Days after this concert, a duo of computer scientists revealed a recreated Picasso painting at the Deep AI Art Fair in London. Starting with an X-ray of the 1903 Picasso painting “The Old Guitarist,” which revealed the painting of a woman beneath the artwork, the team trained a neural system to fill in the outline in Picasso’s Blue Period style. To train the system, they used a neural algorithm for artistic style developed by machine learning researcher Leon Gatys</a in 2015. The algorithm employs deep learning to recognize spatial invariance, aka patterns, in order to analyze art. It starts by identifying edges, then shapes, and finally patterns. This method allows it to learn the style of a particular artist or period. From there the program uses that style to fill in the outlines of a photograph, or — as with this Picasso — a painting.

Users can experiment with similar technology themselves by using the Night Café app or sending an email to the Twitter handle @images_ai directly via imagesaitwitter@gmail.com. Both the app and the company use the same two pieces of technology (CLIP and VQGAN) which let AI programs turn written words into pieces of artwork. The Night Café app allows users to create two AI-based pieces of original artwork per day for free.

On the surface, these AI programs might seem like the Night Café app: Just another tool that people can use to create art. Like any new tool, these are benefiting artists by letting them experiment with new mediums, methods, and aesthetics. It’s also benefiting viewers by increasing accessibility to view such artwork. But beyond just their impact as tools, these programs are forcing artists and viewers alike to consider important ethical questions about the process of creating artwork.
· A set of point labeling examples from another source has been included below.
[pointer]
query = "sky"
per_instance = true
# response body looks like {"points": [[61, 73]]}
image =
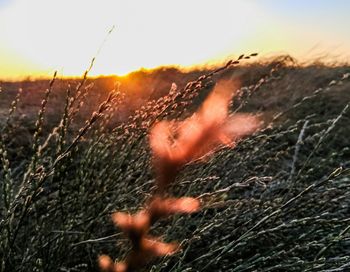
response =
{"points": [[40, 36]]}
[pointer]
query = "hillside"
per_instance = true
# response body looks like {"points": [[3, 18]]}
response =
{"points": [[278, 201]]}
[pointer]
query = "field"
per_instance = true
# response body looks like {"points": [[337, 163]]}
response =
{"points": [[74, 151]]}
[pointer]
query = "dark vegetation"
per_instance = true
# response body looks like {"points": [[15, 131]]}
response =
{"points": [[74, 151]]}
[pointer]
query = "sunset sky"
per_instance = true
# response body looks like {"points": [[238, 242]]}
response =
{"points": [[40, 36]]}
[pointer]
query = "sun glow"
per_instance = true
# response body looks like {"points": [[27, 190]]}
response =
{"points": [[39, 36], [66, 34]]}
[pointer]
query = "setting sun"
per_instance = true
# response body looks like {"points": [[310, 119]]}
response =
{"points": [[40, 36]]}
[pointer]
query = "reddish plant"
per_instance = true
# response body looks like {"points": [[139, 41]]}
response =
{"points": [[174, 144]]}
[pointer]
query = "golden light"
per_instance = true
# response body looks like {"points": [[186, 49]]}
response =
{"points": [[39, 36], [66, 34]]}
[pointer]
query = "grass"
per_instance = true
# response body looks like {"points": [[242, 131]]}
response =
{"points": [[276, 202]]}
Professor James Coupe of the University of Washington Center for Digital Arts and Experimental Media notes that the Picasso painting in particular raises questions such as, “Who is entitled to uncover a Picasso painting,” and “What does it mean for a group of computer scientists to make art instead of an artist?” Because these pieces are not the creation of the original artists themselves, they force us to move beyond analyzing art from the perspective of the end-user or critic (i.e. Does it look like a Picasso? Does it sound like Beethoven?) to in-depth considerations about the concepts, ideas, and meaning behind the processes used to make the art — which, in this case, are human-made algorithms.

These questions will only be answered through two-way collaboration between data scientists and the arts and humanities communities. The art world has gained new perspective from the use of AI programs, but it’s important that the reverse also be true: that data scientists gain new perspective from artists themselves. As noted by Prof. Coupe, these disciplines have much to teach each other, and if they are willing to work together, “there is an awful lot of shared ground to be discovered and AI can be a place in which that can occur.”

However, the cards may be stacked against the AI practitioners. According to the Picasso estate and the Design and Artists Copyright Society (DACS), the computer scientists behind the Picasso painting were not entitled to uncover it. They claim that the duo committed copyright infringement, a case that could be legally determined by a judge deciding whether the painting is deemed a recreation or a reinterpretation. Morally, the question is murky, considering Picasso had the right to preserve, or not preserve, his own artwork, and he cannot now give permission for his work to be “revealed.” In a letter to the data scientists, DACS calls for future AI-project teams to collaborate with the artist’s heirs when seeking to recreate their relative’s work. If only Picasso’s people would answer their calls.